O casarão do início do século XX localizado no número 610 da Rua Frei Caneca, no bairro Agronômica, em Florianópolis, chama atenção pelo estado de abandono e deterioração permanente. Aberturas quebradas, paredes pichadas e parte do teto consumida por um incêndio que deixa o interior do imóvel exposto ao tempo e sujeito a invasões constantes de pessoas em situação de rua.
Uma medida liminar obtida pelo Ministério Público de Santa Catarina (MPSC) em ação civil pública é o passo inicial para mudar este panorama. Dos balaústres da escadaria às esquadrias da janela, a casa que pertenceu a Vidal Ramos e sua família, além de relevância histórica e cultural, tem o potencial de ser uma referência arquitetônica em Florianópolis.
A ação foi ajuizada pela 28ª Promotoria de Justiça da Comarca da Capital após uma série de tratativas extrajudiciais infrutíferas para que a empresa proprietária do imóvel - a Construtora Santa Catarina LTDA. - promovesse as obras necessárias à preservação e restauração do imóvel em processo de tombamento - uma obrigação definida em lei.

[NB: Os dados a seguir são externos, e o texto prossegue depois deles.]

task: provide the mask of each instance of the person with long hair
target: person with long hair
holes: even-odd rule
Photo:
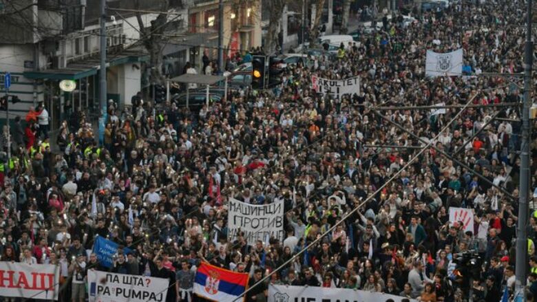
[[[436,302],[436,292],[434,286],[431,283],[425,284],[423,292],[419,297],[421,302]]]
[[[11,246],[6,246],[6,248],[3,250],[3,254],[2,255],[2,259],[3,261],[12,261],[14,262],[17,261],[17,256],[15,255],[15,250],[13,249],[13,247]]]

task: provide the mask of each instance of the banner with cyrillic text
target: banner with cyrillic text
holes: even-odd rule
[[[268,302],[364,302],[385,301],[388,299],[401,302],[404,296],[371,292],[346,288],[319,288],[316,286],[268,285]],[[414,299],[410,299],[416,302]]]
[[[360,94],[360,77],[346,78],[345,80],[329,80],[311,77],[311,89],[317,94],[329,94],[330,97],[339,99],[344,94],[352,95]]]
[[[236,239],[239,232],[249,244],[257,240],[266,242],[274,237],[284,239],[284,202],[256,206],[229,198],[227,228],[230,239]]]
[[[0,261],[0,296],[58,300],[59,266]]]
[[[425,76],[459,76],[463,74],[463,49],[440,54],[428,50],[425,56]]]
[[[87,271],[89,302],[165,301],[168,285],[162,278]]]

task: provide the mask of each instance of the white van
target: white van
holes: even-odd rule
[[[352,40],[352,36],[348,34],[330,34],[328,36],[323,36],[319,38],[319,44],[322,45],[325,41],[328,41],[328,44],[333,45],[337,45],[338,47],[341,43],[345,45],[345,47],[348,47],[348,43],[351,43],[354,42]]]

De acordo com a Promotora de Justiça Analu Librelato Longo, após o início do processo de tombamento, em 2019, e vistoria realizada pela promotoria de Justiça juntamente com a empresa dona do imóvel e representantes da Prefeitura Municipal, foi verificada a degradação do imóvel e a necessidade de intervenção urgente.

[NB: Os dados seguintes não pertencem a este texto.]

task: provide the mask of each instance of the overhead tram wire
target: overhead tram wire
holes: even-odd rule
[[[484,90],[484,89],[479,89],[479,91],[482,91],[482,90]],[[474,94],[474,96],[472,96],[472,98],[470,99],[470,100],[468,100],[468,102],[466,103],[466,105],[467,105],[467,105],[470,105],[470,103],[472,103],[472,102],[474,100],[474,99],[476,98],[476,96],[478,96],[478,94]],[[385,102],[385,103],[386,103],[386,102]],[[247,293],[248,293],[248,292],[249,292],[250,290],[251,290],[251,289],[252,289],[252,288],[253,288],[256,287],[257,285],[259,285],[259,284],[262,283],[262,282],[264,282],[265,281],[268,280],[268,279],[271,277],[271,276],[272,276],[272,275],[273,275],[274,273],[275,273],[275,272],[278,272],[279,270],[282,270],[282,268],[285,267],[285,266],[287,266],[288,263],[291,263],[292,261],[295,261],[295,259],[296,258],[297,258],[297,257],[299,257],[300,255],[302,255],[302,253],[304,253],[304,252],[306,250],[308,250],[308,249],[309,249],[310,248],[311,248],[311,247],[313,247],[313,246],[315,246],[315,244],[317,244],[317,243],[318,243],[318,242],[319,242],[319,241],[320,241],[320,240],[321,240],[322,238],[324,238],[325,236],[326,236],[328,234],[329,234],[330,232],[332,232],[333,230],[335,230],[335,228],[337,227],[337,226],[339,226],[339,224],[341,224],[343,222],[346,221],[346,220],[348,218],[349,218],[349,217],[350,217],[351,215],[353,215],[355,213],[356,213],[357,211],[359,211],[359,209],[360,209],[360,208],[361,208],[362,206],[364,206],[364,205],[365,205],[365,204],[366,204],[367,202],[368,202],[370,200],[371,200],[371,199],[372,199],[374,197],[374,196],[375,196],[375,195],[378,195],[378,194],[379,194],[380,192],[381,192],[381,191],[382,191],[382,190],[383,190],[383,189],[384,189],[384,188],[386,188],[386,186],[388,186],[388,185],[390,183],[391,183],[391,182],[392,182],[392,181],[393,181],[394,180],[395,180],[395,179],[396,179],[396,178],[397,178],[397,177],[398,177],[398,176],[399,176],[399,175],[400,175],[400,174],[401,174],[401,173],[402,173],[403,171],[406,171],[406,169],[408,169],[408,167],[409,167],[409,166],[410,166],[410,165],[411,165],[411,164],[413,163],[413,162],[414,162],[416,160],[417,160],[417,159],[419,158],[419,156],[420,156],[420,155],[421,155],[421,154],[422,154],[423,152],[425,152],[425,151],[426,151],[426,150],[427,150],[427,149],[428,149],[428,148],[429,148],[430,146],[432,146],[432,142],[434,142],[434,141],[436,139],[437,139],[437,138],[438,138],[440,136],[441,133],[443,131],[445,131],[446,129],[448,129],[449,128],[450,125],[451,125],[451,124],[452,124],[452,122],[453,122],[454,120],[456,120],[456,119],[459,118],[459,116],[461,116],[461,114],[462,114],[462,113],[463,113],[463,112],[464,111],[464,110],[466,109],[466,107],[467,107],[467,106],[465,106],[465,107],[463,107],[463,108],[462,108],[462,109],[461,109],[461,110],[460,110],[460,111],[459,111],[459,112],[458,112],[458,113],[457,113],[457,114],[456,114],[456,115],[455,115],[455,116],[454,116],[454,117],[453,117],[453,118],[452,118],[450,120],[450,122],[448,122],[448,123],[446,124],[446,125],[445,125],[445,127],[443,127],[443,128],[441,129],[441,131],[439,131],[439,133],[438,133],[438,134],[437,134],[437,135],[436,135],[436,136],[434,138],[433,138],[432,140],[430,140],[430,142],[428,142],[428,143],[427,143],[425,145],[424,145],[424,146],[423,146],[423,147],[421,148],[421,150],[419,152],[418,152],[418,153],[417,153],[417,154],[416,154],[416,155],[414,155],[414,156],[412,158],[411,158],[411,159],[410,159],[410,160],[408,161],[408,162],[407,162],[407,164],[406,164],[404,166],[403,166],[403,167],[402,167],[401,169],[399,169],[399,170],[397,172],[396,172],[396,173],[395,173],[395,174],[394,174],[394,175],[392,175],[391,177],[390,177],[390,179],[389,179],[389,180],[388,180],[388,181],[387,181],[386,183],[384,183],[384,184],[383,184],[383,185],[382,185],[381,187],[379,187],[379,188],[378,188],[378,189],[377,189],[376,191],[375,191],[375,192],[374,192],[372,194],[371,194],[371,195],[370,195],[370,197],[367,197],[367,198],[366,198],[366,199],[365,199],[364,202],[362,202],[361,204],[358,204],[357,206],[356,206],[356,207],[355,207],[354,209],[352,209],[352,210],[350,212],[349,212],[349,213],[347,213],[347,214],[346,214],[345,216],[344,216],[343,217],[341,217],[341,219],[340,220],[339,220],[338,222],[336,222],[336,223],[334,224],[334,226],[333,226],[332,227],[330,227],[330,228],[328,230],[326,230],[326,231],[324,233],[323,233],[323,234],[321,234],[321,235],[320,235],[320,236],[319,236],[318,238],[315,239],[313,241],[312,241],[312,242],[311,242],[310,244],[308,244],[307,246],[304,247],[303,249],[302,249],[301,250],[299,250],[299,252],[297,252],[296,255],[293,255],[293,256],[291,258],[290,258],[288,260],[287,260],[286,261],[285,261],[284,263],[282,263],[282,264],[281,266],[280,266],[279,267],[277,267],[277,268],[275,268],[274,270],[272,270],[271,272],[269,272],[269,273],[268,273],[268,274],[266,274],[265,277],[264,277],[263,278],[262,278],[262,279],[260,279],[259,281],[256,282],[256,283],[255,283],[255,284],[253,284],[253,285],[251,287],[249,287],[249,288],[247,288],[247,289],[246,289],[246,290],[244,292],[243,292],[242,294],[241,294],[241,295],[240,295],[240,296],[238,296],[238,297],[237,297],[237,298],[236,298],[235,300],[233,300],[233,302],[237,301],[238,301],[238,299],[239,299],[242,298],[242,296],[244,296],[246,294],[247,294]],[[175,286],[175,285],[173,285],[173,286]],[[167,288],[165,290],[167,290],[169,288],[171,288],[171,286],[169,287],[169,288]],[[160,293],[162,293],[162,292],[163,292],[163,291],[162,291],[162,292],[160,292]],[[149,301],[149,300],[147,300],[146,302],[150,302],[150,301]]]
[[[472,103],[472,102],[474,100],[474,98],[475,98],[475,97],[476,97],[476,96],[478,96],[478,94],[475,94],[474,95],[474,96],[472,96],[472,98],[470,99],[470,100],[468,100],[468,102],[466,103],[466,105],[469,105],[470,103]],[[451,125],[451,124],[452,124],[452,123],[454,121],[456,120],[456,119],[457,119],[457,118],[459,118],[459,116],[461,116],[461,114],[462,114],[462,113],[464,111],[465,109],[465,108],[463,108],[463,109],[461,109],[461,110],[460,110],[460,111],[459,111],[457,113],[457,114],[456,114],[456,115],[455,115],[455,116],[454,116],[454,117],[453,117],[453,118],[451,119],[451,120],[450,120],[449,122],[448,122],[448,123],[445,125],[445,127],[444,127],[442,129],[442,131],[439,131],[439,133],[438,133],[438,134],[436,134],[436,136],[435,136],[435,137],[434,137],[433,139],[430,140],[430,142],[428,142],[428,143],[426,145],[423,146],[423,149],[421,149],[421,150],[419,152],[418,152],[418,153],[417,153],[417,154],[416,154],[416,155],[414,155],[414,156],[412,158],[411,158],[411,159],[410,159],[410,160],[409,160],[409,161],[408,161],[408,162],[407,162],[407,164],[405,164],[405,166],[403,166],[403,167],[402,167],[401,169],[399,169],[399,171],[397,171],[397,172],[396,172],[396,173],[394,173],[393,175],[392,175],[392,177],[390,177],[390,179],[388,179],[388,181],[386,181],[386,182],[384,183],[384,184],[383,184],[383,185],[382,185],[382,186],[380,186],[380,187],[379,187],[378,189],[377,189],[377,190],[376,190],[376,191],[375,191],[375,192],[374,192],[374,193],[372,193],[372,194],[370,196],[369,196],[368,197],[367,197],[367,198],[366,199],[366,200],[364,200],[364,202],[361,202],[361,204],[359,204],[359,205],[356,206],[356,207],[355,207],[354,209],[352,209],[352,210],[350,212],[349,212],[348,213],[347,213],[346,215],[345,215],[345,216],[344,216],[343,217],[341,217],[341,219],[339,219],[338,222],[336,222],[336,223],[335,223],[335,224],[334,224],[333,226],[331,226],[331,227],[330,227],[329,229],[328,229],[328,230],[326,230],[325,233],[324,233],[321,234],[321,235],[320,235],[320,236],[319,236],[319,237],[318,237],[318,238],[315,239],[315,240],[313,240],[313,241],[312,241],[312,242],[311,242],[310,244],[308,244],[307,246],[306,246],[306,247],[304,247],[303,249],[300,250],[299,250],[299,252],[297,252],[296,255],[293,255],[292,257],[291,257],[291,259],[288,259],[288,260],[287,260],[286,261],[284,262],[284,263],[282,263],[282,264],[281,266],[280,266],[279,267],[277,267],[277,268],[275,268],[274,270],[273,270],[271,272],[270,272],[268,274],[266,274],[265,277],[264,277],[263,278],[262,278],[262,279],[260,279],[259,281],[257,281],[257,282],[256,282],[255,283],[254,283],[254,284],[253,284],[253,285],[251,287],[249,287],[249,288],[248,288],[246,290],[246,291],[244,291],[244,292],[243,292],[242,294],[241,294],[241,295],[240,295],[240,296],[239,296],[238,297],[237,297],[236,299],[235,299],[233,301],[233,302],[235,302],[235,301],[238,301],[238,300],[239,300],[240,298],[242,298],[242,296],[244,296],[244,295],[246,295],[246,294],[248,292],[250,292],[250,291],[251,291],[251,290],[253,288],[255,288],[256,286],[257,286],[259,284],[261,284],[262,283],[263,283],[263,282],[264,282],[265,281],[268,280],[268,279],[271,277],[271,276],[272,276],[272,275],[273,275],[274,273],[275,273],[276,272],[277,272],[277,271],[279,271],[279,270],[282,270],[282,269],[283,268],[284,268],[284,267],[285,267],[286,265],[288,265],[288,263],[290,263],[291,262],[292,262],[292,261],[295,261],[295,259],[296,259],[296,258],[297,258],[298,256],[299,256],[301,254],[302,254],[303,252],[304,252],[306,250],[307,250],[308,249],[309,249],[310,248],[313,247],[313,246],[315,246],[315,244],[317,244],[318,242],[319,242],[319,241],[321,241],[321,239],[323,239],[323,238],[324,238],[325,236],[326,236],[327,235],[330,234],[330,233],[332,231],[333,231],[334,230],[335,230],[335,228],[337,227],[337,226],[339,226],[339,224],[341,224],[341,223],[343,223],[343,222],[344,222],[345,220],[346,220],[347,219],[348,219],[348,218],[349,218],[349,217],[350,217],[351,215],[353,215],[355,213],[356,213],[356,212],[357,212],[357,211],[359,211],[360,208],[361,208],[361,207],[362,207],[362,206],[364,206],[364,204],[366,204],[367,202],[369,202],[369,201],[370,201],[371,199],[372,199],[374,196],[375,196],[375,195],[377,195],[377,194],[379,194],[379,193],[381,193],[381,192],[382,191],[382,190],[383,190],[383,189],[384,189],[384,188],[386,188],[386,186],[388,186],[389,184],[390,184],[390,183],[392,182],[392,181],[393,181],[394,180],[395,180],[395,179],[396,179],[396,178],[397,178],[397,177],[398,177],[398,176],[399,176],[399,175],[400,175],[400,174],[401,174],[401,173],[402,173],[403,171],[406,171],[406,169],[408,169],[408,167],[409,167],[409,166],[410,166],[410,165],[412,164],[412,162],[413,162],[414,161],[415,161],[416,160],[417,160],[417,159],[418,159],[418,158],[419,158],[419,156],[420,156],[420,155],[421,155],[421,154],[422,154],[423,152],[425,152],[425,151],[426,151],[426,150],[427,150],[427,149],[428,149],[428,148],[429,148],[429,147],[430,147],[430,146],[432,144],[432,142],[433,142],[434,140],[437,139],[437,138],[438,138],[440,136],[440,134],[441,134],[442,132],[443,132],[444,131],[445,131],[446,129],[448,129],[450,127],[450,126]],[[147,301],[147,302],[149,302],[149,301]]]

Desde então, foram realizadas seis reuniões pelo Ministério Público, cinco delas com proposta de termo de ajustamento de conduta para a resolução do problema e restauração do imóvel histórico - sempre recusada pelos proprietários, alegando falta de condições financeiras.

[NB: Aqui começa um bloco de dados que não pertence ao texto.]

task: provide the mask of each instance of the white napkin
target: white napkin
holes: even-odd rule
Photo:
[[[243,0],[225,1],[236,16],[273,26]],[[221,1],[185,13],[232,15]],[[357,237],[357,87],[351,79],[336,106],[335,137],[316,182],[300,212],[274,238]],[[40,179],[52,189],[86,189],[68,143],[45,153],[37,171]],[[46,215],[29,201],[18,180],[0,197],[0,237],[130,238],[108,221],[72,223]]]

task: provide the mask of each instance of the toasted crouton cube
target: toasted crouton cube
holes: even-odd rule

Diante do impasse e da manutenção da situação que só agrava as condições do prédio, a Promotora de Justiça ingressou com a ação, que tem como objetivo final o restauro e conservação do imóvel e a concessão de medida liminar para evitar a total degradação até o julgamento do mérito da ação. Em caso de colapso da construção no curso do processo que não permita mais a restauração, a Promotoria de Justiça requer o pagamento de indenização de R$ 9,7 milhões, valor estimado do bem a ser protegido.
A medida liminar deferida pelo Juízo da 3ª Vara da Fazenda Pública da Comarca da Capital determina que a construtora - como requerido pelo Ministério Público - promova a adoção de medidas emergenciais para prevenir o colapso da edificação e realize obras para impedir novas invasões no imóvel.
A decisão judicial determina a construção de uma cobertura provisória, a vedação temporária e eficaz das edificações - são duas casas no terreno - e a instalação de placa informativa com a identificação do bem histórico no prazo máximo de 90 dias, sob pena de multa de R$ 1 milhão, a ser revertida para o Fundo de Reconstituição de Bens Lesados do Estado de Santa Catarina (FRBL).
"Ao longo dos últimos anos a Promotoria de Justiça vem fazendo reuniões, ouvindo as dificuldades e a realidade dos proprietários dos bens tombados, e a partir disso, ancorados na resolutividade e na consensualidade, firmando termos de ajustamento de condutas para preservação desses bens. No caso desse casarão, não faltou disposição e abertura por parte do MPSC para chegar a um acordo. Mas, um acordo precisa da vontade de ambas as partes, o que não ocorreu. Então, buscando proteger esse bem tombado, usamos do meio mais caro e longo para resolver a situação, que foi a propositura da ação civil pública. Felizmente, a Magistrada percebeu a gravidade da situação e concedeu a liminar. Por mais que sejamos defensores da negociação, quando a outra parte se nega ou sequer atende aos convites de reunião, a judicialização se mostra como a única porta!", destaca a Promotora de Justiça.